The brigadier left the brigade-major to settle the column into its quarters, and taking the Intelligence officer with him, made straight for the hub of Hopetown's universe. The hotel and the telegraph-office stood close together. Outside the former a little scarlet flaglet fluttered, its double point showing that the general officer who sported it claimed divisional rank,—a quaint claim at this period of the war, when lieutenant-generals were parading the theatre at the head of little paarde kommandos[38] three to four hundred strong. The brigadier spotted the flag, and then edged off to the telegraph-office. "We will first make things straight with K. Then we will consult this new horror with the oriflamme that we have stumbled into!" Three tired clerks, two soldiers and a civilian, were trying to cope with the telegraphic efforts of five columns. The brigadier dictated his message to the Intelligence officer.

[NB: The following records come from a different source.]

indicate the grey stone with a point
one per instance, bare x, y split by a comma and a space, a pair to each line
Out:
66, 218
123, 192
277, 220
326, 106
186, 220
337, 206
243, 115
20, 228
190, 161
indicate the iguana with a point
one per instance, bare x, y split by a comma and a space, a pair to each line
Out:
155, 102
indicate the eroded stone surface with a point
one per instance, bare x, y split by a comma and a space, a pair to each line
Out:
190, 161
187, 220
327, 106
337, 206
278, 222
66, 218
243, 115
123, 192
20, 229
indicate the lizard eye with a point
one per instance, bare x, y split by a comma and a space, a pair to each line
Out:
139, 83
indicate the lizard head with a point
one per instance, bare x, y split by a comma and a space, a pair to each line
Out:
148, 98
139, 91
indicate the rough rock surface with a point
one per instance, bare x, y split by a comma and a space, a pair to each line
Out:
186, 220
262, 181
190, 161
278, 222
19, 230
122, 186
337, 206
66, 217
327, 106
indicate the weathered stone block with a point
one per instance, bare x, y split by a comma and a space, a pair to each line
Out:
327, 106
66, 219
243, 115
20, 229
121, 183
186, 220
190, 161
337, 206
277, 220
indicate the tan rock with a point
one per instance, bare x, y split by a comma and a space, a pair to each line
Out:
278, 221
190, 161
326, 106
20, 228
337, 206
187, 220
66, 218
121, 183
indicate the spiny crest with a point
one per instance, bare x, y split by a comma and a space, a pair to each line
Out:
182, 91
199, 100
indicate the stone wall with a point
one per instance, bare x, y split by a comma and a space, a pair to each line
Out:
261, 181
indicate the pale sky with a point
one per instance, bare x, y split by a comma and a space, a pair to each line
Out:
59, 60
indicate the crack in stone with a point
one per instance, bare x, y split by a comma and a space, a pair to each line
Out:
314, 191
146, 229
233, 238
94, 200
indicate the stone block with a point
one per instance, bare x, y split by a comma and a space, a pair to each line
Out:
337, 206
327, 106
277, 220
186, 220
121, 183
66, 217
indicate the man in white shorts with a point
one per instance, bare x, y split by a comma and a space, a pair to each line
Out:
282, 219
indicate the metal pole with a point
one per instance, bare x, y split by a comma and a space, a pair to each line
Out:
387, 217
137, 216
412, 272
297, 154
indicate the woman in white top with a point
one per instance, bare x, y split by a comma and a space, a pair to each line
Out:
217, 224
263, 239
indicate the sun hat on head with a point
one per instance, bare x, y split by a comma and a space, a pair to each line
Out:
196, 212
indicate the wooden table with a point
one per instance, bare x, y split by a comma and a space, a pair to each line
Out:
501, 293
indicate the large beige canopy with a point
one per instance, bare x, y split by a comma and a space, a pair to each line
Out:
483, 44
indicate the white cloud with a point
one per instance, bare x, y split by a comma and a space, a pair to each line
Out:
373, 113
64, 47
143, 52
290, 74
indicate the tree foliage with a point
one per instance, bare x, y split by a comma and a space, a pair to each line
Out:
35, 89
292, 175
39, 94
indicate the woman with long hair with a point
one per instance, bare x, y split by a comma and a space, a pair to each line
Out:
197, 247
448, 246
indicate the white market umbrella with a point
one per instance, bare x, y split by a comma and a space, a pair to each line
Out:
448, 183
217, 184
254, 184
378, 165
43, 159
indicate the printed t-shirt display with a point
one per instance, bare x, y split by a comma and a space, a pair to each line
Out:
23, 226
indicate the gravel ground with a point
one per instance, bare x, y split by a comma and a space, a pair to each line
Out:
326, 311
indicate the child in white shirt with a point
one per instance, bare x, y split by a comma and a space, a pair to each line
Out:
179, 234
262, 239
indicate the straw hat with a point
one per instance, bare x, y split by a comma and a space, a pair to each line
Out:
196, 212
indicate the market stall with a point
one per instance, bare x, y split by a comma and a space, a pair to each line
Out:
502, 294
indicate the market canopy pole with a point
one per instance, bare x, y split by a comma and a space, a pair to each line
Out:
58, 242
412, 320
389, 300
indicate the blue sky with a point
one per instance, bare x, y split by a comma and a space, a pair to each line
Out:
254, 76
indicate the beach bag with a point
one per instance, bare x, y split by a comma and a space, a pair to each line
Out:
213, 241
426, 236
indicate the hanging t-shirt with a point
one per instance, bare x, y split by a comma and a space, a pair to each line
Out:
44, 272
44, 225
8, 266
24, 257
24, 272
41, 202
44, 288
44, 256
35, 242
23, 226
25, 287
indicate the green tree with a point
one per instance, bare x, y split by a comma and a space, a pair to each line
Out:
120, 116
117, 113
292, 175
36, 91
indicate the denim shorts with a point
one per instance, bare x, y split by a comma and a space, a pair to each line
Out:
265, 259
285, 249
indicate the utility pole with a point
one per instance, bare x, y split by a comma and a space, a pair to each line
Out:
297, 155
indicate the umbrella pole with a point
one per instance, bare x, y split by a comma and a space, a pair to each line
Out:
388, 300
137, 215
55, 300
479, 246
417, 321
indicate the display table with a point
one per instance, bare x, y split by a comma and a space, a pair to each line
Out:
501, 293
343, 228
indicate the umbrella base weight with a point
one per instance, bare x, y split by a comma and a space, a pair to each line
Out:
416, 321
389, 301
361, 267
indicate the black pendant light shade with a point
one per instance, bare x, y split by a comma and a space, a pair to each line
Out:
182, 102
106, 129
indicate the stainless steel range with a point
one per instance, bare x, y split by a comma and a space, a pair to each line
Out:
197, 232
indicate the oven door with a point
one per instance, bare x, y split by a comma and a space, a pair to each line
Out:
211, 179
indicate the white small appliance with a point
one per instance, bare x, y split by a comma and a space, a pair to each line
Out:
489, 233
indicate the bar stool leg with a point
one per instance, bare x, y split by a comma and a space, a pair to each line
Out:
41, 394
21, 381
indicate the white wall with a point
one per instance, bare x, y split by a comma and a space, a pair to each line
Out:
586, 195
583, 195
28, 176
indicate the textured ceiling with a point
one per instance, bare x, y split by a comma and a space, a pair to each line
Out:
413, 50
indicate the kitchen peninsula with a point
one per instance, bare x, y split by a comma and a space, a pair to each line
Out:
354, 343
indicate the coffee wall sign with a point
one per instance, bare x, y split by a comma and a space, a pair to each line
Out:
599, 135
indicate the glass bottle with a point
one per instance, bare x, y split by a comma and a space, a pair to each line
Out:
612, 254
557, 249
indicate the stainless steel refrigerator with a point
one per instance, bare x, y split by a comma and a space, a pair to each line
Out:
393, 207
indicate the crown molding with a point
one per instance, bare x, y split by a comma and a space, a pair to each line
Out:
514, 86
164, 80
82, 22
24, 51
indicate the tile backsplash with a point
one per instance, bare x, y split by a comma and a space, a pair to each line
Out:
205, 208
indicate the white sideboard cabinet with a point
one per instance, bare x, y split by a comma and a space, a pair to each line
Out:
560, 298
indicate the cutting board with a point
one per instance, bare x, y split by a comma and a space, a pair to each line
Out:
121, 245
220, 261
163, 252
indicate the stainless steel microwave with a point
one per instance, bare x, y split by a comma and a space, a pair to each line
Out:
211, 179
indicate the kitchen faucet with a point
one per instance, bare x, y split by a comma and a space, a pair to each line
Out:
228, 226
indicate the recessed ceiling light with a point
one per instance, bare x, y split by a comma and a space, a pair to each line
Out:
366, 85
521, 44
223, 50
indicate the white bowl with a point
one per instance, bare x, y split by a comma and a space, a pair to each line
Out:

It was a bare announcement of arrival, duplicated to Pretoria and De Aar.

Telegraph Operator. "There is no chance of any private wires going through for at least forty-eight hours; post would be quicker!"

Brigadier. "Then you will just have to clear the line."

T. O. "Can only do that for general officers."

B. "That is all I ask you to do,—so here you are!"

T. O. "Beg pardon, sir; but are you a general,—you are not like most generals. Yes, sir, it's nice and short. I can get this off in about five minutes. They clear the line, of course, at De Aar; we are only working to De Aar. I have quite a lot of messages for you, sir; they have been coming all last night." (The operator handed out the bundle of telegraphic jetsam.)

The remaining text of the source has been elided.